An all-purpose, balanced formulation contributes to overall plant health. These top three nutrients are usually listed on the back labels of bags of fertilizer that you can buy in any garden supply store. They're usually listed in order as numbers on the package (N-P-K). A balanced fertilizer (one that contains the three most important elements — nitrogen, phosphorus, and potassium) may show up as 5-10-5 or even 5-10-10. Nitrogen-heavy lawn fertilizer usually has a high first number. You can find are plenty of other variations, depending on the intended use of the fertilizer.

A fertilizer label often tells you which kind of fertilizer is best for your particular garden. If in doubt about your garden's exact needs, talk to someone at your local garden nursery or supply store.

Unless you're fertilizing with compost, more is not better! Constantly fertilizing lousy soil isn't a good idea. Not only is it a lot of work and expense for you, but it's also a losing battle. Salts build up, plants are never really healthy in the long term, and the soil texture remains poor. You're far better off increasing the organic matter and using fertilizer as a nutrient boost for your plants.

"Feed the soil, not the plants!" is an old gardening adage, and frankly, these are words to live by. At least once a year, and more often if the opportunity presents itself, dig in organic matter, add it to every planting hole (except when planting trees and shrubs), top-dress, and side-dress.

The only way to know which fertilizer you should use is through personal trial and error. That said, you need to know a few things about natural and chemical fertilizers to help you make your decision. Check out the following for a side-by-side comparison.
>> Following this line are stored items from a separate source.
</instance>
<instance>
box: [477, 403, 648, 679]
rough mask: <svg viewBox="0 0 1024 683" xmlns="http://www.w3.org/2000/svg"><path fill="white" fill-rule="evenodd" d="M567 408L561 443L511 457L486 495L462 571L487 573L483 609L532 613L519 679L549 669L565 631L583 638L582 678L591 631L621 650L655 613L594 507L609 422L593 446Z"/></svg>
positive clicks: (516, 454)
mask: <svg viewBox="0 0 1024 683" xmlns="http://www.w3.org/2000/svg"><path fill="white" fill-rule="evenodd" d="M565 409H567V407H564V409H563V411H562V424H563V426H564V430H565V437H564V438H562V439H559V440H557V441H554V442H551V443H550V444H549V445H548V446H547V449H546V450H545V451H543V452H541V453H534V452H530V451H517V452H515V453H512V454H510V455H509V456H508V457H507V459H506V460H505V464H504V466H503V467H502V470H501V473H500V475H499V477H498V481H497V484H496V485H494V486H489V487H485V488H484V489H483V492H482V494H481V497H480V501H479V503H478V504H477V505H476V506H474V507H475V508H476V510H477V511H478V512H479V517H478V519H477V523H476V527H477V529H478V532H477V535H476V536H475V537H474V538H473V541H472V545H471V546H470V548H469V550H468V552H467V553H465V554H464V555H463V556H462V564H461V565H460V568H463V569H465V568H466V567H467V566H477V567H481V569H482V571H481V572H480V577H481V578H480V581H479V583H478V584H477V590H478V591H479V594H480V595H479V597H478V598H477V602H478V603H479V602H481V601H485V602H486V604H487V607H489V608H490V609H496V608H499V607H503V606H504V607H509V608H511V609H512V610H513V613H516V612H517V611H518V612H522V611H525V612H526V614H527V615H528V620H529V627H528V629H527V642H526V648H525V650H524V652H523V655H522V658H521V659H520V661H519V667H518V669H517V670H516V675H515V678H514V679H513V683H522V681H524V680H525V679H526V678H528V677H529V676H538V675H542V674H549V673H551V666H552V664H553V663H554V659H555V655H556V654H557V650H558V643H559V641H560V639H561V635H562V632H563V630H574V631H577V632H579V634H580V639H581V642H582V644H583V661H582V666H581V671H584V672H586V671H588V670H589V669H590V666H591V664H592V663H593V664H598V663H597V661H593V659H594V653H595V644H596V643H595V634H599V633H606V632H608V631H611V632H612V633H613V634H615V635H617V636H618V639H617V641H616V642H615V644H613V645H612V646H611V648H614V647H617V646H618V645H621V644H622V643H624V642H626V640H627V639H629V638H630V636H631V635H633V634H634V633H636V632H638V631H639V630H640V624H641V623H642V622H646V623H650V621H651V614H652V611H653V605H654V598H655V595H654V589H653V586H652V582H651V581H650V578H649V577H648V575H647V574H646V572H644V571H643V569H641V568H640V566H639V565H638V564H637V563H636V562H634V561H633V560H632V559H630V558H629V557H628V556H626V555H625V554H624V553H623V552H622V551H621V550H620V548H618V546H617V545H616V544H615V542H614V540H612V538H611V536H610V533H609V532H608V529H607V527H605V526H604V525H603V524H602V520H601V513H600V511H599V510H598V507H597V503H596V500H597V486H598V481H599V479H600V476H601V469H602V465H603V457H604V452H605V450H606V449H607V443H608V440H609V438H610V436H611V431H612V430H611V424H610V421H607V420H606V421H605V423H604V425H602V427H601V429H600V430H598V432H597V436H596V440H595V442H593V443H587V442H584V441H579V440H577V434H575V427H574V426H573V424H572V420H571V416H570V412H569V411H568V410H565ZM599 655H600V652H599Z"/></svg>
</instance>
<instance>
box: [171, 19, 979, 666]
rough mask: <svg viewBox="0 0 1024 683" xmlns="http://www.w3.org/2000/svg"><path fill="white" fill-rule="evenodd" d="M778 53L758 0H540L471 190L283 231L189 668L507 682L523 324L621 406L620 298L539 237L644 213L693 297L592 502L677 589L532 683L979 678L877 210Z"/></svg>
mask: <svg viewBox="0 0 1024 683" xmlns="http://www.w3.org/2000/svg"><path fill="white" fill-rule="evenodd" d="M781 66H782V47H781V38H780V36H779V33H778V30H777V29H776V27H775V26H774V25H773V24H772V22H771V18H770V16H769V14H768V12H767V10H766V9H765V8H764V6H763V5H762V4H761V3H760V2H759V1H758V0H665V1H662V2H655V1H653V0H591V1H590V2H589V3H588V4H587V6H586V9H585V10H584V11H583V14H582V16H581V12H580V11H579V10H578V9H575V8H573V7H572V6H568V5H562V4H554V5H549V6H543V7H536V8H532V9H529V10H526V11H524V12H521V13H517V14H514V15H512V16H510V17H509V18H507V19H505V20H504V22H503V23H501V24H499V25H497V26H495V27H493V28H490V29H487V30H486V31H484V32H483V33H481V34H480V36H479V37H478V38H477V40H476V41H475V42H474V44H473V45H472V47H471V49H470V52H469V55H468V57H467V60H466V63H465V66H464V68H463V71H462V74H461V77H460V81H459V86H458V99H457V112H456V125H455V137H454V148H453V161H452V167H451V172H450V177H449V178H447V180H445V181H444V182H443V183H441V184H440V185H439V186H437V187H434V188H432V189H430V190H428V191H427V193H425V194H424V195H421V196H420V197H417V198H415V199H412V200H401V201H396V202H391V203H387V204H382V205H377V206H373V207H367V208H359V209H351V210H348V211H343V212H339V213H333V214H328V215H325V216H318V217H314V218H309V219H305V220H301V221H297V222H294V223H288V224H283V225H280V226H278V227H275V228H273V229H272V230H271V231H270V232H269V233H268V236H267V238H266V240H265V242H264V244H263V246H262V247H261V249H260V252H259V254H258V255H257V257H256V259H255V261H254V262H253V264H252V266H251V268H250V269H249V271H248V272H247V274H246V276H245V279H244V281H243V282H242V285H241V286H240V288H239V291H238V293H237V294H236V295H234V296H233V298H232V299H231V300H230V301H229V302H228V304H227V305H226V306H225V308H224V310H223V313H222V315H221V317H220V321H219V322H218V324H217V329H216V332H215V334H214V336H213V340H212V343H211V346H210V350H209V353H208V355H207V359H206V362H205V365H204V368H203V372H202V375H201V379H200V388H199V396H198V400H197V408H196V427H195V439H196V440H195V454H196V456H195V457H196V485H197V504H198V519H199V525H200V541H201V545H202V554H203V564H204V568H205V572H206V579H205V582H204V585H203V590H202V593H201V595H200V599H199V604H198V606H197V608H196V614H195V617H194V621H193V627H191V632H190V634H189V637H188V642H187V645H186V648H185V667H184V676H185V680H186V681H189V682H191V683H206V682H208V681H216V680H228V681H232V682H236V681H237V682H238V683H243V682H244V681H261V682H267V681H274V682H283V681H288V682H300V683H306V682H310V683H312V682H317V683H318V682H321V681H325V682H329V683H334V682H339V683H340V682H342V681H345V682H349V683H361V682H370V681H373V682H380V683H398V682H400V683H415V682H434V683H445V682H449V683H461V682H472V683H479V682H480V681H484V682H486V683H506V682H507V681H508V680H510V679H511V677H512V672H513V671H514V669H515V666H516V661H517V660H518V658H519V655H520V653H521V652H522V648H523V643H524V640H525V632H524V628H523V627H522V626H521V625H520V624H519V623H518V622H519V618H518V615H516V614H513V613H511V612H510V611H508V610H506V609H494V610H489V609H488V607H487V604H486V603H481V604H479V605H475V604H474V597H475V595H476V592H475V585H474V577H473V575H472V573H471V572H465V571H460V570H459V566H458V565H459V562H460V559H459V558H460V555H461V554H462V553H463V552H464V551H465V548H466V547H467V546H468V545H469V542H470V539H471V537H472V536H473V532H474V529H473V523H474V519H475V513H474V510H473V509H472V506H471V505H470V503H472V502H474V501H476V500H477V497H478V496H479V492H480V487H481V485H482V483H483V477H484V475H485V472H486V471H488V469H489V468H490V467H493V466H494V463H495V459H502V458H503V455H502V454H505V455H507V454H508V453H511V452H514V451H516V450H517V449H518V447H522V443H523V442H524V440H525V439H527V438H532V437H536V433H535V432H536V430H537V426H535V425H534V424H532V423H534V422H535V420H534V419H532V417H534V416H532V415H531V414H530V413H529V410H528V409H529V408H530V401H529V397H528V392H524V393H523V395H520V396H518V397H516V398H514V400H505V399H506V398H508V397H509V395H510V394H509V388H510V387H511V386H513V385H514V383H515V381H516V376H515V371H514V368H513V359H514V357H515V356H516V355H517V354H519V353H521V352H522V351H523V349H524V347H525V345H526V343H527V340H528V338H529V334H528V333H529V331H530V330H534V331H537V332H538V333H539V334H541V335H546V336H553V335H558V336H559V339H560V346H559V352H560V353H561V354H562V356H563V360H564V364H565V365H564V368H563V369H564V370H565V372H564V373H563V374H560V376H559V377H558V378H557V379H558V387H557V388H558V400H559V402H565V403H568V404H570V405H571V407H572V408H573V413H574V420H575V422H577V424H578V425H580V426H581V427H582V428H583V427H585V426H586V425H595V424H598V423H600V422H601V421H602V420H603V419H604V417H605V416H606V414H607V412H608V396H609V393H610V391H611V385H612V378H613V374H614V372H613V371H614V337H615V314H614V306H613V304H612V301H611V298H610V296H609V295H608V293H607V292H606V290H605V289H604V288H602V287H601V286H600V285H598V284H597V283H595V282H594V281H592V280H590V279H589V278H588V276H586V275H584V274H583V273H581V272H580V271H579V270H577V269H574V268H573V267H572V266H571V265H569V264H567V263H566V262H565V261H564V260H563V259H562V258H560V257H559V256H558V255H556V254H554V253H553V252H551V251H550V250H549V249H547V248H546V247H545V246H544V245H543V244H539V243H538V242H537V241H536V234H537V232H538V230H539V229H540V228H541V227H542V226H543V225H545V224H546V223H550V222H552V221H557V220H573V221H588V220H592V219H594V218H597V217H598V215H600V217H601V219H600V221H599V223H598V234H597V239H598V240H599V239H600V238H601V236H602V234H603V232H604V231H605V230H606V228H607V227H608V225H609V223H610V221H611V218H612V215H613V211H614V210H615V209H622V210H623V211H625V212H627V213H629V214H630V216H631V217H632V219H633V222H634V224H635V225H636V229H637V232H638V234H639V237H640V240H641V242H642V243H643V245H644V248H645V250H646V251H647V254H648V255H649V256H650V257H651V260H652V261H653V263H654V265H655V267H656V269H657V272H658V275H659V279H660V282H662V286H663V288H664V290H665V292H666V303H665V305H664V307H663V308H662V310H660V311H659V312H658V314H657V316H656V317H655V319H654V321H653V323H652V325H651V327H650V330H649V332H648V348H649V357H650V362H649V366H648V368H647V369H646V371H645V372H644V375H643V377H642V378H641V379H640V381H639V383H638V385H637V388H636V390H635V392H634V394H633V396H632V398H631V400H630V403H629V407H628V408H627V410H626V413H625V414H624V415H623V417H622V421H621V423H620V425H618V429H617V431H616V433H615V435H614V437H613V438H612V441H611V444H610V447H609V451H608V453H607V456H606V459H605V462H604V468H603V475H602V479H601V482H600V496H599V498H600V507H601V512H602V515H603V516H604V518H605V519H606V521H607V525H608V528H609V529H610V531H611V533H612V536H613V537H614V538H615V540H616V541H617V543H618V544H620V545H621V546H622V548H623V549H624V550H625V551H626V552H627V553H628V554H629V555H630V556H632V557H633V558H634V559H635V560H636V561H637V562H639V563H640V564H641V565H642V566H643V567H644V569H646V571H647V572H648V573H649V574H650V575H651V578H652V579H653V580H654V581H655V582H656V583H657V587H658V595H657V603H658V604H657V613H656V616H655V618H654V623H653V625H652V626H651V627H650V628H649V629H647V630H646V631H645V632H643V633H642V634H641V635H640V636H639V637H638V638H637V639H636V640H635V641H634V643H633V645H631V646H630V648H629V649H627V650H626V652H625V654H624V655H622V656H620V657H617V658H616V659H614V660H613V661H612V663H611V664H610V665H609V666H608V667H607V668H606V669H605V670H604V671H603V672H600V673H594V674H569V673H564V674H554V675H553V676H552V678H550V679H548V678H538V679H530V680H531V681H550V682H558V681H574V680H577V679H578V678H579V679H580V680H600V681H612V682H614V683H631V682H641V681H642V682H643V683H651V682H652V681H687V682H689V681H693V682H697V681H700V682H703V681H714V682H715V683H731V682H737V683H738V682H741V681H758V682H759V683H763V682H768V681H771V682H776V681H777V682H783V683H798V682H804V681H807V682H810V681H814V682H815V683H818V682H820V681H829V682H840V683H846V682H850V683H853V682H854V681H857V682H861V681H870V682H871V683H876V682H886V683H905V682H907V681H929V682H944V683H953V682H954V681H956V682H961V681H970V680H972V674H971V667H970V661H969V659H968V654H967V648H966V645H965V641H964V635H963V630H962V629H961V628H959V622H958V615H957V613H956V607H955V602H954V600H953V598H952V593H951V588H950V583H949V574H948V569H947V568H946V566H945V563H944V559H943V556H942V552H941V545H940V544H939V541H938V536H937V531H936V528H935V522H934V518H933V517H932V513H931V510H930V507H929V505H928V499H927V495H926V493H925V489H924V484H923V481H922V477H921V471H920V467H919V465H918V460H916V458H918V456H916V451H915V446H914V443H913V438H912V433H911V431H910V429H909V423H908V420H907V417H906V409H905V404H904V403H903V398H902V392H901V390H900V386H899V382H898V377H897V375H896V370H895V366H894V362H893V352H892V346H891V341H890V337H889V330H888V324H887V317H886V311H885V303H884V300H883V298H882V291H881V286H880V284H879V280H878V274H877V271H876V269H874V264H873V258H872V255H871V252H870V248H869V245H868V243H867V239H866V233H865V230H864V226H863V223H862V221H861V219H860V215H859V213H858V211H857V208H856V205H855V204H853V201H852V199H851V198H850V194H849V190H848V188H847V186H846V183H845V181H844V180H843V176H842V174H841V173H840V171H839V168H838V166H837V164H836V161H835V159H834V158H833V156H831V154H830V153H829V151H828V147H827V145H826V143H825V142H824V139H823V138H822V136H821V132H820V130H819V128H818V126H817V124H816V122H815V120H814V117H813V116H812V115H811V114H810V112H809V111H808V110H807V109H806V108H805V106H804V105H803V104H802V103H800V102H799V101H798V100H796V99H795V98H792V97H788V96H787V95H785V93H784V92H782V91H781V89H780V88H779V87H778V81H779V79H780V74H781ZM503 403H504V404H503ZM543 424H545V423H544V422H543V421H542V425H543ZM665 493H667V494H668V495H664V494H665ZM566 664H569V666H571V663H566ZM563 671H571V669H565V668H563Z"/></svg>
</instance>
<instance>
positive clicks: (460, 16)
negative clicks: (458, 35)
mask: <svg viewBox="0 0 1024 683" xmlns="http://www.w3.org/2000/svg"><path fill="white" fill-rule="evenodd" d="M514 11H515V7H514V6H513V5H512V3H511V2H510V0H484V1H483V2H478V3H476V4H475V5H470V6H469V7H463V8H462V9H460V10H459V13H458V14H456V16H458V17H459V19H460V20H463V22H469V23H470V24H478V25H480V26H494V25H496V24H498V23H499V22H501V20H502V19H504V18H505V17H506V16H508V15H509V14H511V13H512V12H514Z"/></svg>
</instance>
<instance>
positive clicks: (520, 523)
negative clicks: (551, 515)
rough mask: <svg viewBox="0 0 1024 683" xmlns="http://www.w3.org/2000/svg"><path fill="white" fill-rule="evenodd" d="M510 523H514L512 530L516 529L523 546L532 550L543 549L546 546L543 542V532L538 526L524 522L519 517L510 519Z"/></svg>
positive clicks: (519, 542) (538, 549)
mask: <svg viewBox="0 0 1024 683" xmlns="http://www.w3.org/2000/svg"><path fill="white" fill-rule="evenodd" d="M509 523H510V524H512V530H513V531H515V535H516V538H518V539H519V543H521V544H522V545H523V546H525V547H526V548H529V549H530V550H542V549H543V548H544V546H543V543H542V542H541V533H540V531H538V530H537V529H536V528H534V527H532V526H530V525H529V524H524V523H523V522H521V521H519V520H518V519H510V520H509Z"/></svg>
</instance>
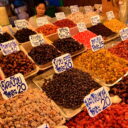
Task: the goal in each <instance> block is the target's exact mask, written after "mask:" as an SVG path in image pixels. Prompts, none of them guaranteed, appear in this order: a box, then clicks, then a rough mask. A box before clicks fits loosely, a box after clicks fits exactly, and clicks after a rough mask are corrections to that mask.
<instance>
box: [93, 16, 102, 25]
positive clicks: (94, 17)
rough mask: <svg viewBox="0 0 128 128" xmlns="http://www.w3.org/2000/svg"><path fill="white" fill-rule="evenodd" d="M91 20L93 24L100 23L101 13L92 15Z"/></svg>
mask: <svg viewBox="0 0 128 128" xmlns="http://www.w3.org/2000/svg"><path fill="white" fill-rule="evenodd" d="M91 22H92V25H97V24H99V23H100V22H101V21H100V16H99V15H96V16H93V17H91Z"/></svg>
Differences between Natural and Chemical Fertilizers
Trait Natural Fertilizers Chemical Fertilizers
Form Are organically based; examples include compost (homemade or store-bought), manure, fish emulsion, cottonseed meal, bloodmeal, bonemeal, and liquid seaweed Come in various forms, including granules, powders, and concentrated liquids; examples include bagged and boxed fertilizers in various formulations, including Miracle-Gro and Osmocote.
Cost and maintenance Pound for pound, are generally more expensive in terms of the amount of fertilizer they provide, but they also improve the soil and tend to last longer than chemical fertilizers Are usually affordable and easy to maintain
Effects on soil Tend to improve soil texture and quality Do not contribute to long-term soil fertility
Presence of secondary nutrients and micronutrients Can include beneficial minor elements May or may not contain these nutrients; check the label
Effect on organisms Feed helpful soil organisms Usually have a neutral effect
Rate of release Tend to release nutrients slowly, so plants aren't damaged, but results aren't always as dramatic Fast-acting way to jump-start plant performance but must be applied correctly so they don't injure or burn your plants; special slow-release chemical fertilizers are the exception

Whether you're using store-bought or natural fertilizer, such as compost or manure, most plants like to be fertilized at planting time. Thereafter, fertilize again on a monthly basis. Reduce or stop when fall's cooler weather arrives.

If you're using store-bought or chemical fertilizer, read the label to figure out how to deliver the fertilizer and how much to use. Some fertilizers work best if you dig them right into the soil; others are better delivered in dilute form when you water. The label can also tell you how much to use per square foot of garden area and how often to apply. For bagged organic fertilizer, read the label; otherwise, do some research on your own.